GDPR in Germany: Challenges of German Data Privacy (Part 2)

Written by: Lisa Amdan Schlegl, Kathrin Gardhouse, Irina Presnyakova, Heather Stephens, Fiona Wilson  |  November 7, 2023

Share This Post

In the first part of this blog series, we discussed data privacy in Germany and the various obstacles associated with redacting Personally Identifiable Information (PII) in the German language. Now, in the second installment, we further explore the multifaceted landscape of German data privacy, shedding light on challenges that emerge not just from linguistic intricacies, but also from the sociocultural and historical contexts that shape the use of the German language across the globe.

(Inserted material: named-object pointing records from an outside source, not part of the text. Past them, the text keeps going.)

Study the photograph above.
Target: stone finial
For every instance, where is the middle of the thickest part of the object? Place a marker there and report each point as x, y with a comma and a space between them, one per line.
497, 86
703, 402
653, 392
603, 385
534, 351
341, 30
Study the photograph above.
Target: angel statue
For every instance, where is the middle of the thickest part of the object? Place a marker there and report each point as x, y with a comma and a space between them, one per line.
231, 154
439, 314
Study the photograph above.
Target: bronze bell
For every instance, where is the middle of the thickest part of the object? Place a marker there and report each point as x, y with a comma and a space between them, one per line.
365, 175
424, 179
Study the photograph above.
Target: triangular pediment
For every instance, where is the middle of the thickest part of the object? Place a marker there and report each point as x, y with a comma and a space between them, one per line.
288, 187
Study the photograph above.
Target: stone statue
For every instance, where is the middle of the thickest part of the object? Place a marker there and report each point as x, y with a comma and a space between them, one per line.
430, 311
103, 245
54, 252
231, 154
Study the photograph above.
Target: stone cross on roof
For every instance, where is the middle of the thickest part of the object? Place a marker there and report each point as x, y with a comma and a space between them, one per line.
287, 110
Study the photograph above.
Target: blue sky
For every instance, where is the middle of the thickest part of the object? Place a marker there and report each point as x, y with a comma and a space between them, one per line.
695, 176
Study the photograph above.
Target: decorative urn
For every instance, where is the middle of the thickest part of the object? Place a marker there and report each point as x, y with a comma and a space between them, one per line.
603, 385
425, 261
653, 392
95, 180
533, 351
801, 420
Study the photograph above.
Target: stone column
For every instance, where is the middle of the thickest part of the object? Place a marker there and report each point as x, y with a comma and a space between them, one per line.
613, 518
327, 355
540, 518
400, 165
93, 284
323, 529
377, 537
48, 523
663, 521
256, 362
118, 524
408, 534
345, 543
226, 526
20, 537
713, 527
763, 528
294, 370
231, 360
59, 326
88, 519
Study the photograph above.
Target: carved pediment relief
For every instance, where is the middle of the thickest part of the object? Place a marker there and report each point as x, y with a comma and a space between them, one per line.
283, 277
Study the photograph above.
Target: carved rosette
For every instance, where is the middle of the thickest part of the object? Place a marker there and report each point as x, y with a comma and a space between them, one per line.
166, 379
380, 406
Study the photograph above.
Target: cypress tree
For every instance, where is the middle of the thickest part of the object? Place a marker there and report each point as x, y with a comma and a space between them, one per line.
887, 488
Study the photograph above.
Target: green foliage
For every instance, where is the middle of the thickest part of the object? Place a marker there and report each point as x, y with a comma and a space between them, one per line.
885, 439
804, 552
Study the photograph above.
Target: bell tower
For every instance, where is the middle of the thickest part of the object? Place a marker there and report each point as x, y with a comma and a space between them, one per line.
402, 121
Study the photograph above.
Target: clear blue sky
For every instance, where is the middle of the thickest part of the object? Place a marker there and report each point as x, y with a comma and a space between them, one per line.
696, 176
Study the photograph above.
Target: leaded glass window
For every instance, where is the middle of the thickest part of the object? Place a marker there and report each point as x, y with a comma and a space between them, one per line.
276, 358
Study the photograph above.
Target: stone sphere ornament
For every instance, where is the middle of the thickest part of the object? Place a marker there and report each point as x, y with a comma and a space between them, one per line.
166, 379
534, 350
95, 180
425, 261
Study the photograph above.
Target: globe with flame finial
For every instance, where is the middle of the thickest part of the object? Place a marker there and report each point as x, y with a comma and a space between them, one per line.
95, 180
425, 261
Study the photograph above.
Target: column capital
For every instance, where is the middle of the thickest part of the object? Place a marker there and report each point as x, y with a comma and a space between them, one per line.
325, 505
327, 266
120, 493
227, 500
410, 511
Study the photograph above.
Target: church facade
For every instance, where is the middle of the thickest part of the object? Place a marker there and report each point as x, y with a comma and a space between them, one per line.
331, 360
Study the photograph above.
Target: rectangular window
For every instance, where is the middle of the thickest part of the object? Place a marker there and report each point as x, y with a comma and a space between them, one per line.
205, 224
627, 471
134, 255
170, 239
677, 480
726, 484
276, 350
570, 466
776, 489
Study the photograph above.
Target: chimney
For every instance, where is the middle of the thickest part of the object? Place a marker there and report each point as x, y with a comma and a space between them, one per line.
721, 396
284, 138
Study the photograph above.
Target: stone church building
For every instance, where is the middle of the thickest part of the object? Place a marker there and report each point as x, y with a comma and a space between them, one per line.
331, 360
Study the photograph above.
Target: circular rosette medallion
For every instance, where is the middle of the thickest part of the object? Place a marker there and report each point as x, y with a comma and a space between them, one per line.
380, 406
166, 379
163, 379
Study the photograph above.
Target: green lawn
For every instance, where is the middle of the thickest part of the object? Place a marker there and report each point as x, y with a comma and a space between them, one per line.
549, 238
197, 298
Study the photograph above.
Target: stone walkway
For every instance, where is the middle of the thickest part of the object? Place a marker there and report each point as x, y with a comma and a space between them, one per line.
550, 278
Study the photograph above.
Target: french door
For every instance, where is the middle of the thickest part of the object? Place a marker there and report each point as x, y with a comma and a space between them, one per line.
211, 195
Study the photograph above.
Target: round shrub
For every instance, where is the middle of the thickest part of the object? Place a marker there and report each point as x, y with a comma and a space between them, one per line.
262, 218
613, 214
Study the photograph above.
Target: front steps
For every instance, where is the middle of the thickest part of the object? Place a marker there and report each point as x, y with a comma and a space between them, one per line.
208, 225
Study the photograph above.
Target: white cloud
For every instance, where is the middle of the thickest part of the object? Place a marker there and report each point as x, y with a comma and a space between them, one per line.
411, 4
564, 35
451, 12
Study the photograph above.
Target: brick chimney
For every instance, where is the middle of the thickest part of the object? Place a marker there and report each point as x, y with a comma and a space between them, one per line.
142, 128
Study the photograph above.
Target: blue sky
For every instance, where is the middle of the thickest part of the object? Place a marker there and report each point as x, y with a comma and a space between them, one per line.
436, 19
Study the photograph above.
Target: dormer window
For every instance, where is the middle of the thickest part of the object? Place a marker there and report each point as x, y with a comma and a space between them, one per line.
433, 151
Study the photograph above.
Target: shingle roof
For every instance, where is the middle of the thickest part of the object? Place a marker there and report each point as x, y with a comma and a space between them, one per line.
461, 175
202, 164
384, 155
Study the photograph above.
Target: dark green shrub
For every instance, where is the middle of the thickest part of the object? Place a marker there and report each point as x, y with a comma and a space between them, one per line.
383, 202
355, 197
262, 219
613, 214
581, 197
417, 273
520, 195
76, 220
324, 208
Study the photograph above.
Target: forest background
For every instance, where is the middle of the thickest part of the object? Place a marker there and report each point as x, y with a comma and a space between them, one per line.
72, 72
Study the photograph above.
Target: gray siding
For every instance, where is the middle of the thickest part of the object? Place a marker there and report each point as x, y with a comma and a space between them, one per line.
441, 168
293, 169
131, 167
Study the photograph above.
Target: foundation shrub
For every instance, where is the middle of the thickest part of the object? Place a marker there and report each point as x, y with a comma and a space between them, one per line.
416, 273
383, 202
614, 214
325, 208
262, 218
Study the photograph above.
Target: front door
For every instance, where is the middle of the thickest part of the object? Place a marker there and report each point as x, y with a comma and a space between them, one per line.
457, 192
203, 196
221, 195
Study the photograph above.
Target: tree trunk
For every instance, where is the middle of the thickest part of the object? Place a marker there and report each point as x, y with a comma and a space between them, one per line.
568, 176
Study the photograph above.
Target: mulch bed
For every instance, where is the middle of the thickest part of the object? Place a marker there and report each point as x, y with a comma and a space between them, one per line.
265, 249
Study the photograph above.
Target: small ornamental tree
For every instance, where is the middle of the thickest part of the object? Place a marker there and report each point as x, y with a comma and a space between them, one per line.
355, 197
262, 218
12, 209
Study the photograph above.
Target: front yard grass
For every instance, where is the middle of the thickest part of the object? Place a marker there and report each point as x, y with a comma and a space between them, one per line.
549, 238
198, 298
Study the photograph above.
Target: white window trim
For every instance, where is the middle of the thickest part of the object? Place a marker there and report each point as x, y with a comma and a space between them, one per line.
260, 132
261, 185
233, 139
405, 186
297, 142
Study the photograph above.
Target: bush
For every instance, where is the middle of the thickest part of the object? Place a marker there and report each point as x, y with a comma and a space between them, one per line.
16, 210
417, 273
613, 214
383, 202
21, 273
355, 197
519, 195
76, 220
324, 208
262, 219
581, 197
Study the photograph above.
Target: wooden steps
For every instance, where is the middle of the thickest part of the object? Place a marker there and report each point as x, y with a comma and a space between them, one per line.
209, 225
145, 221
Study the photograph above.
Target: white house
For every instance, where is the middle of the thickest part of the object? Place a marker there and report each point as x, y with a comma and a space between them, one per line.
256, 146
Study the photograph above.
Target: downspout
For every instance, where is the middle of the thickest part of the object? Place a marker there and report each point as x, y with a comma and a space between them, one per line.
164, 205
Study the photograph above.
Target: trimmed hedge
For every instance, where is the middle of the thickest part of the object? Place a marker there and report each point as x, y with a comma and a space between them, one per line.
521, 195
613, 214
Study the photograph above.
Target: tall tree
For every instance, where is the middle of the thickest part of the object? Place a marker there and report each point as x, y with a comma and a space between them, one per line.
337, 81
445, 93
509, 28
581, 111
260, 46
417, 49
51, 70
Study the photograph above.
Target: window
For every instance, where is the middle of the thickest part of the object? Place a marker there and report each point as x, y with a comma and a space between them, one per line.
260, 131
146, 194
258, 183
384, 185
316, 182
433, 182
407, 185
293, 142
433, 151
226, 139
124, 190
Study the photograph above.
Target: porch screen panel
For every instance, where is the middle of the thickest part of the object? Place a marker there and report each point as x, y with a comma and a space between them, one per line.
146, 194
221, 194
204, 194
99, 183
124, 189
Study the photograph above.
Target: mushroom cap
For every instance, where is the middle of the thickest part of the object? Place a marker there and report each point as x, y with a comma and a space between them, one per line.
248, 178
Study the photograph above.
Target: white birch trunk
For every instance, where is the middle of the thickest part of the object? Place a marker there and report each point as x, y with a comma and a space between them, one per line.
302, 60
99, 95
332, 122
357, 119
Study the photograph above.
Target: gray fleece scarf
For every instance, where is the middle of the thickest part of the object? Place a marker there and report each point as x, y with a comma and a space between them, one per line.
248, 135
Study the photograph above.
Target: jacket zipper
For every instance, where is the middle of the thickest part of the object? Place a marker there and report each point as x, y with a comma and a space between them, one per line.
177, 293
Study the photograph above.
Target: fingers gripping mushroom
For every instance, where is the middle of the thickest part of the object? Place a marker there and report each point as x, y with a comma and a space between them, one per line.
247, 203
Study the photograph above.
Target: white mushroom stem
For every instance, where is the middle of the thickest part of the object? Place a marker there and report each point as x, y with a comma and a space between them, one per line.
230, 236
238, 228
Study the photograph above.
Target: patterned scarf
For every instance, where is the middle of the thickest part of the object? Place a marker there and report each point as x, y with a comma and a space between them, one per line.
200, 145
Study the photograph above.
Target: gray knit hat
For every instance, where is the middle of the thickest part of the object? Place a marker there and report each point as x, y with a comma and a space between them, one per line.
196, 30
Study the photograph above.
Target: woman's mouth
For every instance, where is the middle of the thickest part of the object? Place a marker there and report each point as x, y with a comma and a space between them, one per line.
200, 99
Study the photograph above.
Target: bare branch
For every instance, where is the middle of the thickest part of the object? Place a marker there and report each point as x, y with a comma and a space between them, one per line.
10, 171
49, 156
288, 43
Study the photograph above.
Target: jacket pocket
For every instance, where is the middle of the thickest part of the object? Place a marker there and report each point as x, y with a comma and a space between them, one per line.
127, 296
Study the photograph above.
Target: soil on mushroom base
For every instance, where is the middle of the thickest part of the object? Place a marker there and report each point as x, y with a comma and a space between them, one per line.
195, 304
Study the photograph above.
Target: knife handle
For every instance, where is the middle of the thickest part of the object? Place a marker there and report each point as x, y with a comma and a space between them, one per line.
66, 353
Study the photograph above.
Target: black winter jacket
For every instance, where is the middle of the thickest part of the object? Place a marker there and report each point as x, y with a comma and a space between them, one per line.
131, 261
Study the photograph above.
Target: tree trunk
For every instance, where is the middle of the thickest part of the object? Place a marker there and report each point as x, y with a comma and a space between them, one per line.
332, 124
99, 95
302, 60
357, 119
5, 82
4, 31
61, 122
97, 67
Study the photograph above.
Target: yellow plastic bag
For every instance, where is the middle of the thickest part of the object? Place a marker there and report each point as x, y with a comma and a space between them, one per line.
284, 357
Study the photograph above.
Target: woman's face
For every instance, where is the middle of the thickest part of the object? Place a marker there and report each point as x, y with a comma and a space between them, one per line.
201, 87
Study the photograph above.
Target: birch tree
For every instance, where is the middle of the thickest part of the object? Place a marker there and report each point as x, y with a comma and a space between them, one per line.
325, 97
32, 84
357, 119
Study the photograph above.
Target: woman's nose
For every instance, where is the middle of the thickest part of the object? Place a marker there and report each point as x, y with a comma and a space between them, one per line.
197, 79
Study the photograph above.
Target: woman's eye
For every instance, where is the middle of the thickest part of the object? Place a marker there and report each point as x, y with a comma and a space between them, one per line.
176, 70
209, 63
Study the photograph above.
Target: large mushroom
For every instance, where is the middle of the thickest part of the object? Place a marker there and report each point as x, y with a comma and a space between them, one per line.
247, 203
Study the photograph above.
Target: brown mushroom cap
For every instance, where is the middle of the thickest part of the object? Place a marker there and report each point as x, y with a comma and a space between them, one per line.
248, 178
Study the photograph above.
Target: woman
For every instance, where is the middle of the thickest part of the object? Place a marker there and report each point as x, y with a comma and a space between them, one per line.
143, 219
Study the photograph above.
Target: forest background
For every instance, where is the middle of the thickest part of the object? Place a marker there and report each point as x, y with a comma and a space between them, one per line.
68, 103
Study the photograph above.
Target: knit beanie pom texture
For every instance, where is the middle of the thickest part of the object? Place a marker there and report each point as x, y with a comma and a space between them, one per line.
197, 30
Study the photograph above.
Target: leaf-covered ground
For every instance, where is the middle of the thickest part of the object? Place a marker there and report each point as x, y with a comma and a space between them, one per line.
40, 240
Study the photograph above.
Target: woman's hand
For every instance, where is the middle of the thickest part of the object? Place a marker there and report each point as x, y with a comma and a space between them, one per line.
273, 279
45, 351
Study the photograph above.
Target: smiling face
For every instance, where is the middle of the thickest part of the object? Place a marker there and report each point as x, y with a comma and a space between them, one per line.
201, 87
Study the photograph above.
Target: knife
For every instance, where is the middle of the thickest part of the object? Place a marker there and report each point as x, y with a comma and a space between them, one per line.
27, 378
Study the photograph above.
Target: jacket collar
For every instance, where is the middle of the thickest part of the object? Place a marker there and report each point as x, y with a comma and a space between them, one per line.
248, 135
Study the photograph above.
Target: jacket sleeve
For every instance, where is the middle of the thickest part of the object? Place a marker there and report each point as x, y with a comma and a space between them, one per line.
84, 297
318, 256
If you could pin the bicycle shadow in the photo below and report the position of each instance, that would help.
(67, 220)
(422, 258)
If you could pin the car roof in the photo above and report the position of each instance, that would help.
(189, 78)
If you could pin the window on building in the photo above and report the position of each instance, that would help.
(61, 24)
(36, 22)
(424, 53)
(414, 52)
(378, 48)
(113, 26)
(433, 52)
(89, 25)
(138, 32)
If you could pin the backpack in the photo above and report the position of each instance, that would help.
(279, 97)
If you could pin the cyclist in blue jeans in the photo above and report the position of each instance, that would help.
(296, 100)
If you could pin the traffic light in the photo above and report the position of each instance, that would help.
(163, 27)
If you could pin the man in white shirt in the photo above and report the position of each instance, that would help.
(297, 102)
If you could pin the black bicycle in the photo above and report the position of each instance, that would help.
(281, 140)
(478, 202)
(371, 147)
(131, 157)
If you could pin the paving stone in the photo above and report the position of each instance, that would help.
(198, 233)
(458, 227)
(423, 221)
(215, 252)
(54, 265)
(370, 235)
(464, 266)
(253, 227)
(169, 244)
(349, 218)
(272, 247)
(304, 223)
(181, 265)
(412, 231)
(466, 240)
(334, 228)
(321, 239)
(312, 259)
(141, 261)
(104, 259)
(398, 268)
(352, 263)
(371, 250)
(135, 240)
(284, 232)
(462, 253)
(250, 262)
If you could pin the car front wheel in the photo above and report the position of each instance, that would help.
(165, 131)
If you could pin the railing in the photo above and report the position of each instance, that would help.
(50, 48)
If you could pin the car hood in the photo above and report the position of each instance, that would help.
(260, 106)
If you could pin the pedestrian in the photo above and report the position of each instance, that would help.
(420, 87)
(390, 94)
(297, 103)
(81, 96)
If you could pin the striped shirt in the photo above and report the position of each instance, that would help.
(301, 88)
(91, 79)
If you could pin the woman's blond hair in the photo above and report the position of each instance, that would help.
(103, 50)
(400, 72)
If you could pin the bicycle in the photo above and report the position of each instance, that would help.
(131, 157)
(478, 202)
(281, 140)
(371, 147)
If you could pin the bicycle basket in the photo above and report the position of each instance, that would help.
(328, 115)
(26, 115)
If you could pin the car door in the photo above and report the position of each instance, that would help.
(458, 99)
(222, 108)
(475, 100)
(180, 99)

Sociocultural Issues / Context

While the challenges with NER detection described above stem from German’s linguistic features, a whole new set of issues arises from the sociocultural and historical context of how and where German is used in different regions of the world. 

While Standard German is the institutionally-supported national language of Germany, it is also an official language in Austria, Switzerland, Luxembourg, Liechtenstein, and parts of Belgium. German holds ‘minority language’ or ‘cultural language’ status in Czech Republic, Hungary, Romania, Russia, Slovakia, and areas of Italy, Denmark, Russia, and Brazil, attesting to its significant use by communities in these regions. Because of the history of colonization by the former German Empire and subsequent promotion of German language use in colonized areas, German is also a national language of Namibia and pockets of German usage exist in many African and Micronesian states. On top of this, historical emigration of a German-speaking diaspora means that nearly every continent hosts speakers who use German as a heritage or cultural language. In total, the worldwide use of German by both native speakers and second-language learners totals 103.5 million.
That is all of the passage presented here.